The Tachyon resolves, in sequence, every major tension the previous four books introduced. It is a finale in the precise musical sense: a compression and recapitulation that brings every developed theme to its point of rest.
Morphosis opened with Yī'uwuh stealing the Father's indestructible eternal Light. That theft set everything in motion: the creation of Androgynos, the surgical division, the long journey of the soul through embodied lives. The Tachyon closes the accounting: at Jesus's death, Wisdom carries his Spirit at the speed of light past the Sheriff — the light moving faster than any archon can track. The rainbow that bursts from the body is the visible spectrum of that light re-entering the world. The stolen particle has been returned.
The Tachyon's title — a particle faster than light — is the Morphosis's stolen light finally moving at its own natural speed, no longer held within the archontic order that captured it.
The Gospel of Eve ended with exile — the cherubim with the flaming sword guarding the Tree of Life, the road back blocked. The Tachyon gives Magdala the precise words to speak at the threshold of that same barrier: "What binds me has been killed… my mind lifted from the fog of imaginary amnesia." Eve could not pass the seraphim; the soul that speaks the liberation prayer walks through them.
Pebble's invocation of Eve in Chapter 10 — "If Eve was not worthy of eternal life" — is the last attempt within the canon to use Eve's story as a precedent for exclusion. The Good King's response dismantles it: the criterion for the Kingdom is commingling, not gender, and Eve's story has been the story of commingling from the beginning.

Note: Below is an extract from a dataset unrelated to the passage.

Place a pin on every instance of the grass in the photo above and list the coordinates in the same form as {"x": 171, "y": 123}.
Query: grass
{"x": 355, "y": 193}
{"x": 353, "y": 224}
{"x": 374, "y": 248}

The Tachyon opens at the oil press in Gethsemane — the same occupation the Good Shepherd Child and Judas shared in Nazareth. Jesus has come full circle: from the oil press of childhood to the oil press of his final night. The Gethsemane prayer — "Take this cup from my hand and place it into the hands of my tormentors" — is the adult expression of the child who asked "Why do you persecute me?" on the Sabbath. The question has become a request; the child's indignation has become the adult's willing surrender.
The Good King's post-resurrection conversation with his mother Mary, walking at sunrise, is the Pistis Sophia memory of his divine twin — the moment as a child when his Spirit-self came to meet him and they became one. The Tachyon gives Mary the storytelling role that the Kingmas gave to Zacchaeus and Zeno: the elder who witnessed the child's mystery and now recounts it to the man.
In the Mystic Gospel of Mark, Magdala received Yī'uwuh's torch at the Transfiguration. In the Tachyon, she carries that torch through the passion narrative — watching from afar, rushing to anoint the body, riding to the Eleven, holding the dream-vision, speaking the liberation prayer. The torch that cast no shadow in Chapter 13 of the Mystic Mark is the "mighty strength hidden inside us" that the Logos source identifies in Chapter 9 of the Tachyon. She has not lost the light. She is its carrier and its teacher.
The final attribution — "The Good News according to Magdala, The Tower" — completes the arc that began when Jesus named her. She was given a name; she became what the name said; the Good News is now told in her name. The Tower stands.
Morphosis: Light stolen from the Father by Yī'uwuh. Breathed into Androgynos. Androgynos divided. Time invented. The long exile begins.
Gospel of Eve: Light in Eve's soul recognizes itself through gnosis. Eve names herself. Exile with a seed of sovereignty.
The Good Shepherd Child: Light in the child Jesus. Builders try to colonize him. He smiles. He teaches. He grows.
Mystic Gospel of Mark: Light transferred from Yī'uwuh to Magdala at the Transfiguration. Yī'uwuh consumed by his own reflection. The torch held between two people, casting no shadow.
The Tachyon: Light carried by Wisdom past the Sheriff at the edge of creation. Rainbow at death. Sacred Marriage. New name. Liberation prayer. One commandment. Magdala's name on the final line. The light, fully returned, in the world.